No futebol, pouco pode ser muito

Pouco pode ser muito

Tostão (O Tempo)

Na coluna anterior, falei de Seedorf, que, além de jogar mais livre e mais próximo do gol do que antes, atua no Botafogo de uma maneira lúdica e criativa. Isso serve para outros veteranos que brilham no Brasileiro. Eles estão bem fisicamente e querem parar por cima. É a última chance de jogarem a grande pelada de suas vidas. Os maiores craques, em todas as atividades, são os que trabalham brincando, com seriedade.

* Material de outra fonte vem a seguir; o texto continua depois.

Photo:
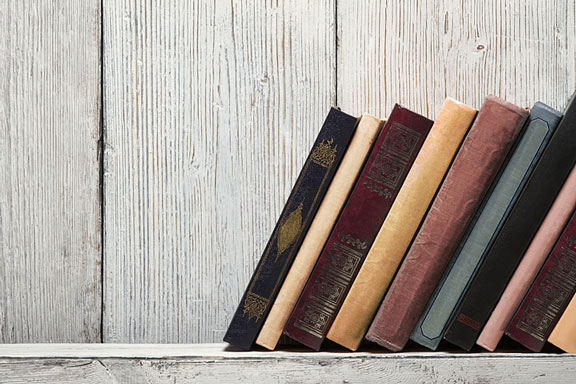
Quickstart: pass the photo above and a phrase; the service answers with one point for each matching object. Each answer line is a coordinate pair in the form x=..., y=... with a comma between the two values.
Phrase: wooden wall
x=147, y=148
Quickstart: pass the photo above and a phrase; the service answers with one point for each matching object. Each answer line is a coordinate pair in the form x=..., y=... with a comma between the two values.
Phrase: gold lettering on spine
x=289, y=230
x=324, y=155
x=254, y=305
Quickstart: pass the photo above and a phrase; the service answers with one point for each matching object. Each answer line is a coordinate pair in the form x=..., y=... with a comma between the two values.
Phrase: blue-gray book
x=486, y=225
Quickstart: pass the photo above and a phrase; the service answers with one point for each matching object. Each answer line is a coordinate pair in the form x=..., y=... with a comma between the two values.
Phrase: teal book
x=486, y=225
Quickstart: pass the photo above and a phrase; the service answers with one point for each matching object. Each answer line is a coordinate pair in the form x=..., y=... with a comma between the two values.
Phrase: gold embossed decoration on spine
x=319, y=231
x=288, y=234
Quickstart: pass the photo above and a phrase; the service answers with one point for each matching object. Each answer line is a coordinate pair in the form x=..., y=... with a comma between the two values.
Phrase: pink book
x=531, y=263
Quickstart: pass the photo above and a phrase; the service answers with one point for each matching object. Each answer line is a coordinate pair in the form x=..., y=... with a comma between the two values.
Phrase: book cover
x=369, y=203
x=290, y=229
x=477, y=163
x=320, y=229
x=564, y=334
x=485, y=226
x=549, y=295
x=422, y=182
x=514, y=238
x=531, y=263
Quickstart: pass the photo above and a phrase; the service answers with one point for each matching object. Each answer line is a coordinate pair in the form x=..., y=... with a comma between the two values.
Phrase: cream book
x=319, y=231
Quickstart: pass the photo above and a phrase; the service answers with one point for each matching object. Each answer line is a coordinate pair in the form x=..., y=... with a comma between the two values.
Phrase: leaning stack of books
x=459, y=229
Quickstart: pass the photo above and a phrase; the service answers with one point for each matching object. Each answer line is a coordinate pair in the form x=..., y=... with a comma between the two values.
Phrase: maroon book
x=382, y=176
x=480, y=157
x=549, y=295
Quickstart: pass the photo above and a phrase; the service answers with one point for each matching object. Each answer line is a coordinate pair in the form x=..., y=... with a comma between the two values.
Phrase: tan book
x=401, y=224
x=564, y=334
x=320, y=229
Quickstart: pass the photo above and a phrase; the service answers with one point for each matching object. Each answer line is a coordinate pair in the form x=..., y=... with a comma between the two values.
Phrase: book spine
x=369, y=203
x=484, y=150
x=518, y=230
x=409, y=208
x=320, y=229
x=485, y=226
x=531, y=263
x=549, y=294
x=564, y=334
x=290, y=229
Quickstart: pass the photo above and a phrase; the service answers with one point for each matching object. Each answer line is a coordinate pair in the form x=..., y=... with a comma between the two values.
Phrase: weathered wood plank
x=418, y=52
x=212, y=364
x=210, y=109
x=50, y=242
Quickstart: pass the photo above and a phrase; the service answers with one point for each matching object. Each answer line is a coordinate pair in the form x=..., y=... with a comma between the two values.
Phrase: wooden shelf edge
x=217, y=363
x=224, y=351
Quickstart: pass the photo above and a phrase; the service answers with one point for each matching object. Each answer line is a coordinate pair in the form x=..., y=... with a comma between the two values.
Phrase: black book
x=291, y=228
x=516, y=234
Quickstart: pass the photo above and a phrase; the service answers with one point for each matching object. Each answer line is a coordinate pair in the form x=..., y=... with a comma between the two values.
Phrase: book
x=390, y=160
x=474, y=168
x=319, y=230
x=514, y=238
x=290, y=229
x=564, y=334
x=531, y=263
x=549, y=295
x=422, y=182
x=485, y=226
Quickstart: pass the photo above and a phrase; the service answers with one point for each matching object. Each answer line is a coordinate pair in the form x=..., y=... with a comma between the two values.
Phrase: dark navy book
x=291, y=228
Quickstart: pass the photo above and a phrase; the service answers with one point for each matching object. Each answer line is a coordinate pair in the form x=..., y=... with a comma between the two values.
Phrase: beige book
x=401, y=224
x=564, y=334
x=319, y=231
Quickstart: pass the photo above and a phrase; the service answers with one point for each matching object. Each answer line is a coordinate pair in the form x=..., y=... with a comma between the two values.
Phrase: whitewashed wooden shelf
x=216, y=363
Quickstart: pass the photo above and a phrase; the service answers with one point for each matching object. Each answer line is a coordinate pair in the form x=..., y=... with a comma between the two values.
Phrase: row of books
x=462, y=229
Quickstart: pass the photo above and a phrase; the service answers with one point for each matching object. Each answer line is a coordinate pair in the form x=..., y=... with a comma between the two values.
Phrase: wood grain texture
x=418, y=52
x=50, y=243
x=212, y=364
x=210, y=108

O baixo nível técnico do Brasileirão facilita para os que sabem jogar, veteranos ou não. Muitos discordam. Uns, por convicções técnicas, usam de argumentos, mesmo quando não existem, para dizer que está tudo bem.

Há ainda os “Pachecões”, os “Policarpos Quaresmas”, que acham antipatriota criticar o que é nosso. Existem também os interesses econômicos, de que não se deve desvalorizar o produto futebol.

Durante e depois dos 8 a 0, muitos – não digo quem porque são inúmeros – se concentraram nas críticas na falta de empenho dos jogadores e de planejamento da diretoria do Santos. Esqueceram do mais importante: a absurda diferença técnica entre os dois clubes. Mas isso é proibido falar, para não desvalorizar nosso futebol.

Imagine se o Brasil ganhar a Copa, o que tem boas chances de acontecer. Felipão vai ganhar uma estátua, Marin se tornará um herói, e todos os jogadores serão rotulados de craques.

Volto aos veteranos. Alex continua em seu estilo, de não dar a bola para o adversário. Toca, mesmo que for para o lado, para esperar o momento certo de fazer uma jogada excepcional, decisiva. Quando essa chance não surge, dizem que ele é um vagalume, que acende e apaga. Não entendem sua genialidade.

Há jogadores que correm muito, que ficam muito com a bola, que driblam muito, que dão muitos passes, que finalizam muito, que trombam muito, que caem muito, que reclamam muito, mas que jogam pouco. O pouco de Alex é muito.

Zé Roberto e Juninho Pernambucano disputaram a posição de titular na Copa de 2006. Zé Roberto ganhou e fez parte da seleção do Mundial. Os dois não são típicos volantes nem típicos meias. São armadores, defensivos e ofensivos.

Juan é um dos raros zagueiros que anteveem o passe, antecipam e ainda têm um bom passe. Não tromba com o atacante, não cai nem dá carrinhos. Joga futebol.

Sugiro que, no fim do ano, escolham também o melhor veterano, como tem a melhor revelação. Há uma grande chance de o melhor veterano ser o melhor do campeonato. Acho que a idade mínima deveria ser 35 anos. Ronaldinho ficaria fora, já que tem 33.

Nem todos os veteranos brilham no Brasileirão, e nem todos os que brilham são veteranos. Muitos jovens são também destaques. Tenho mais esperança em Vitinho, 19, ainda mais que ele tem dois ótimos pais no Botafogo, Oswaldo de Oliveira e Seedorf.

ÓTIMO ELENCO

O Cruzeiro possui nove jogadores, mais ou menos do mesmo nível, para as três posições dos meias que se aproximam do centroavante e que também voltam para marcar.

São eles: Éverton Ribeiro, Ricardo Goulart, Luan, Martinuccio, Willian, Lucca, Élber e ainda Dagoberto e Júlio Baptista, que, brevemente, estarão em condição de jogar. Não há necessidade de tantos. Quais devem ser os titulares? Não sei. Vai depender do momento. Mais importante é que todos que entrem saibam suas funções e obrigações, o que tem ocorrido.

Marcelo tem usado bem as substituições. Júlio Baptista pode ser também usado com centroavante ou volante. Na ausência de um dos volantes, Souza ou Nilton, que têm jogado bem, Júlio Baptista, e não Leandro Guerreiro, seria a melhor opção.